It’s war! US government sues North Carolina’s bigoted governor
The American federal government is locked in a bitter dispute with North Carolina’s governor over the state’s discriminatory anti-LGBT law.
On Monday, US Attorney General Loretta Lynch announced that the US Department of Justice had filed a lawsuit against Governor Pat McCrory, the state’s Department of Public Safety, and the University of North Carolina and Board of Governors of the University of North Carolina.
The department asked the court to bar the state from enforcing the controversial HB2 law, known as the “bathroom law”, which prohibits transgender people from using the bathroom of their choice in public buildings.
In a powerful speech, Lynch compared the discriminatory law to other legislative attempts to hold back “historic moments of progress” in the civil rights and LGBT rights movement.

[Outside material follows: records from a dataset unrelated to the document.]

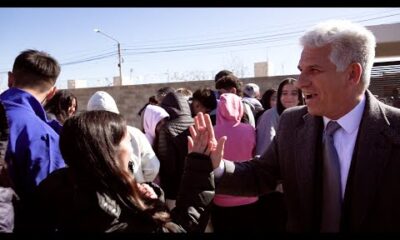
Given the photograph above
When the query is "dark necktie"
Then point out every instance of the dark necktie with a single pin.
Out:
(331, 187)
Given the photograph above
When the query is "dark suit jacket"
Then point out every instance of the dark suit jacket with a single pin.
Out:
(372, 195)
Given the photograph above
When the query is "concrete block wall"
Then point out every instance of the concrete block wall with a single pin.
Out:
(131, 98)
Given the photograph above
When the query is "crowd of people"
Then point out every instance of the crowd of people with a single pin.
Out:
(318, 154)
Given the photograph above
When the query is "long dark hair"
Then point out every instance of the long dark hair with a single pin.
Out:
(89, 143)
(266, 98)
(279, 106)
(60, 103)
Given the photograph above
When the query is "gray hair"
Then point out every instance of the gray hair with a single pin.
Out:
(350, 43)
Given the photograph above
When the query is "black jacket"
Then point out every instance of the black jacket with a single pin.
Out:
(171, 149)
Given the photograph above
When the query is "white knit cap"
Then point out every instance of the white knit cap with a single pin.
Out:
(101, 100)
(251, 90)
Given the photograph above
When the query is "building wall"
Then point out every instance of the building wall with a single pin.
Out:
(131, 98)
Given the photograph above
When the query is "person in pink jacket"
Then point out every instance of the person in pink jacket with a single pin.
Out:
(234, 213)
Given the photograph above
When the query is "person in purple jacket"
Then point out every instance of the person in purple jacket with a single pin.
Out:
(33, 151)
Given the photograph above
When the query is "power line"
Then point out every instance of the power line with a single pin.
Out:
(206, 45)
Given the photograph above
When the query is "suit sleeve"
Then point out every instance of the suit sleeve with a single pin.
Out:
(255, 177)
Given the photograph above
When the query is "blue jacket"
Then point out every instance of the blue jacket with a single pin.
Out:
(33, 150)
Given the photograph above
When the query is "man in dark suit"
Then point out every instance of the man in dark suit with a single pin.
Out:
(335, 68)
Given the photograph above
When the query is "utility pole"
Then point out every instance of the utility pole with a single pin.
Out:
(119, 51)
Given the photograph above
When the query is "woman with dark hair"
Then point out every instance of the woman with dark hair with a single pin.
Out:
(271, 205)
(61, 106)
(97, 192)
(288, 96)
(268, 100)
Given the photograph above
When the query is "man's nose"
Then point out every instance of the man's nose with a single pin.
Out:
(302, 81)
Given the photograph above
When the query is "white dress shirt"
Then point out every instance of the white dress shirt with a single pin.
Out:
(344, 141)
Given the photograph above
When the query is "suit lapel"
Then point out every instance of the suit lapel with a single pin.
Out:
(370, 153)
(308, 136)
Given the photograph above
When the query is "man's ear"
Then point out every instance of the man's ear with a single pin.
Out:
(51, 93)
(11, 79)
(355, 72)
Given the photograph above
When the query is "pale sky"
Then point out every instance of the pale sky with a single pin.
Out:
(166, 44)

“It was not so very long ago that states, including North Carolina, had other signs above restrooms, water fountains, and on public accommodations, keeping people out based on a distinction without a difference. We’ve moved beyond those dark days,” Lynch said.
“This is why none of us can stand by when a state enters the business of legislating identity and insists that a person pretend to be something they are not, or invents a problem that doesn’t exist as a pretext for discrimination and harassment.”
The move followed McCrory filing his own lawsuit earlier in the day against the department in a desperate bid to have the courts declare the law lawful.
Addressing the transgender community directly, Lynch said: “Please know that history is on your side. This country was founded on a promise of equal rights for all, and we have always managed to move closer to that promise, little by little, one day at a time. It may not be easy—but we’ll get there together.”
North Carolina’s controversial law forces transgender students in public schools and universities as well as transgender people in state buildings to use restrooms and other facilities inconsistent with their gender identity.
It also removes existing municipal LGBT non-discrimination protections in the state and prevents similar protections from being passed by cities in the future.
The US Department of Justice believes that the law is unconstitutional and violates the Civil Rights Act and the Education Amendments Act.